A confissão de dois enfermeiros uruguaios, que aplicavam morfina e ar em pacientes não terminais - os quais acabaram morrendo em dois hospitais de Montevidéu - está comovendo o país.
Os dois confessaram os crimes à Justiça e estão sendo processados por 16 mortes, mas o número pode ser bem maior e ter incluído outros métodos.
A notícia sobre os enfermeiros de 40 e 46 anos, além de uma terceira enfermeira, processada por "encobrir" o caso, é a mais lida nesta segunda-feira (19) no site da rádio Espectador, nos sites dos jornais El País e El Observador, de Montevidéu, e tema também em emissoras de televisão de outros países da região, como a Argentina.
Os enfermeiros disseram não saber em quantos pacientes teriam aplicado as doses mortais.
"Acho que pode ter passado de 50", disse um deles à Justiça, segundo a imprensa local. "Perdi a conta", teria afirmado o outro.
A imprensa uruguaia especula que o número de vítimas poderia chegar a cerca de 200 ao longo dos últimos sete anos.
Compaixão
O juiz do caso, Rolando Vomero, disse que os suspeitos confessaram as mortes motivados pelo desejo de "não ver o sofrimento humano", embora tenham admitido que os pacientes não eram terminais.
"No Uruguai a eutanásia não é aceita, mas dá-se, sim, uma ajuda (a pacientes terminais), através de medicamentos que reduzem a dor, para que o paciente tenha uma morte digna. Mas não foi o que ocorreu", afirmou o presidente do Sindicato Médico do Uruguai, Martín Rebella.
Ele disse à rádio Espectador, de Montevidéu, que a equipe da área de saúde do país está "consternada" com os "casos criminosos" na rede hospitalar do país.
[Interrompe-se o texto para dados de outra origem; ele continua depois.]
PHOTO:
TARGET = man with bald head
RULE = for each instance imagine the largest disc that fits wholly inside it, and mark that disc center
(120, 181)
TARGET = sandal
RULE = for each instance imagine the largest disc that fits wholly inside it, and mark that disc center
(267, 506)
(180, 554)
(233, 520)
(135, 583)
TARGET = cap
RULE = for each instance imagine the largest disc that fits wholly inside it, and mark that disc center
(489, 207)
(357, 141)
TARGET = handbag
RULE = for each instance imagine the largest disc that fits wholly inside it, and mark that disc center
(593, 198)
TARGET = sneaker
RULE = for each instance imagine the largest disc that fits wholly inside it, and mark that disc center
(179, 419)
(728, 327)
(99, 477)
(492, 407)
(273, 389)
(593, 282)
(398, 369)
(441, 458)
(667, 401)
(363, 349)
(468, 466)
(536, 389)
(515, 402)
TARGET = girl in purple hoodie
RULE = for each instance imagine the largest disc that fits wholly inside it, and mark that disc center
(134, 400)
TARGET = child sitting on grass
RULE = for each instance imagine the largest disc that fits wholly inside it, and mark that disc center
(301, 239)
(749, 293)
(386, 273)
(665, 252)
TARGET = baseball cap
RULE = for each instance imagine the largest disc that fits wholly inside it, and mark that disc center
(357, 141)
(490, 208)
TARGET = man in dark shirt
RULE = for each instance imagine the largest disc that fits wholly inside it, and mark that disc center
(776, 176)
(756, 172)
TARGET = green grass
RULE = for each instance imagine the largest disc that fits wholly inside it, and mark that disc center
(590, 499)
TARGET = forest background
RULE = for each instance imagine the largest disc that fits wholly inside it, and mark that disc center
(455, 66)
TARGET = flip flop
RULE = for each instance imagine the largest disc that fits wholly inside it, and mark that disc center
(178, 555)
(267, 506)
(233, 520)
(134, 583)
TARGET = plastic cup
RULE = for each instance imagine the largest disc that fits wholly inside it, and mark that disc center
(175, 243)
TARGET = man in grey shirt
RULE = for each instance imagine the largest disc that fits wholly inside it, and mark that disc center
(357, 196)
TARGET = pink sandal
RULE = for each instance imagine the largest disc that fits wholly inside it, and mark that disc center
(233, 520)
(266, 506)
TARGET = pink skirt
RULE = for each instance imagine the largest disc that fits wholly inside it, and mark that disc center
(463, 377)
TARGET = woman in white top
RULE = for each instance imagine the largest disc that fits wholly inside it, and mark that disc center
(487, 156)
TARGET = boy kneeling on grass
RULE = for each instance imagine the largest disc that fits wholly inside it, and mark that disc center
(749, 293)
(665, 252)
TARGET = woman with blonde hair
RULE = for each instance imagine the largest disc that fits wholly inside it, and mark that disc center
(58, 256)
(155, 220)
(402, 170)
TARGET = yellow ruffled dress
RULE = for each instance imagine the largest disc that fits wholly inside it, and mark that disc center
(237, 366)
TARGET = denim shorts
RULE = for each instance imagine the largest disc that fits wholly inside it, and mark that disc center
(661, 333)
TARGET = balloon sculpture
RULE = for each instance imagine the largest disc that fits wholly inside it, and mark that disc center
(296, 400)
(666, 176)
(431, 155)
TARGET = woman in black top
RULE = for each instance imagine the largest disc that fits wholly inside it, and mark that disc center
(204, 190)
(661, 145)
O ministro da Saúde, Jorge Venegas, afirmou que "existe uma grande diferença entre erro médico e criminalidade" e indicou que as investigações vão continuar.
"É um caso inédito e um fato muito doloroso", disse o ministro do Interior, Eduardo Bonomi.
Morte após alta
A filha de uma das vítimas disse nesta segunda-feira, ao site Observa, do jornal El Observador, que a mãe morreu quando já se preparava para deixar o hospital.
"A minha mãe foi internada com convulsões e, depois de alguns dias no hospital, melhorou. No domingo nos disseram que ela teria alta e sairia no dia seguinte. Mas na segunda-feira ela começou a passar mal e morreu. Nos disseram que tinha sido infarto. Mas agora descobrimos que não foi nada disso", afirmou Miriam, filha de Santa Gladys Lemos, de 74 anos, internada no Hospital Maciel.
"A minha mãe estava feliz e lúcida no domingo, porque ia voltar pra casa no dia seguinte. Mas morreu", disse. Lemos foi internada em 1 de março e morreu no último dia 12.
O ministro do Interior informou que as investigações começaram em janeiro, mas foram mantidas em sigilo para não atrapalhar o trabalho policial. A Justiça deverá apurar ainda se os dois enfermeiros indiciados contavam com apoio de outros setores para obter seringas e morfina.
De acordo com os investigadores, foi decisiva uma mensagem de texto de uma enfermeira que dizia que já tinha-se feito "viajar a paciente da cama cinco".
A afirmação "viajar foi interpretada como mais uma morte e foi registrada após uma denúncia anônima sobre as ocorrências nos dois hospitais.
Cinco dos assassinatos pelos quais os enfermeiros estão sendo processados foram registrados na área de cardiologia do hospital público Maciel; os outros onze, na unidade de neurocirugia da Associação Espanhola, da rede privada. Os dois hospitais estão entre os principais e mais renomados do país.
"Nenhuma destas unidades é de tratamento intensivo, e sim de observação, apesar de na área de neurocirurgia surgirem casos mais complexos", disse o ministro da Saúde.
"A investigação ainda não está concluída, e os dois enfermeiros sabiam da ação um do outro, apesar de cada um agir por sua conta", disse Eduardo Bonomi.
Segundo o ministro do Interior, é possível que tenha havido "anos de irregularidades com um número de mortes que não podemos precisar".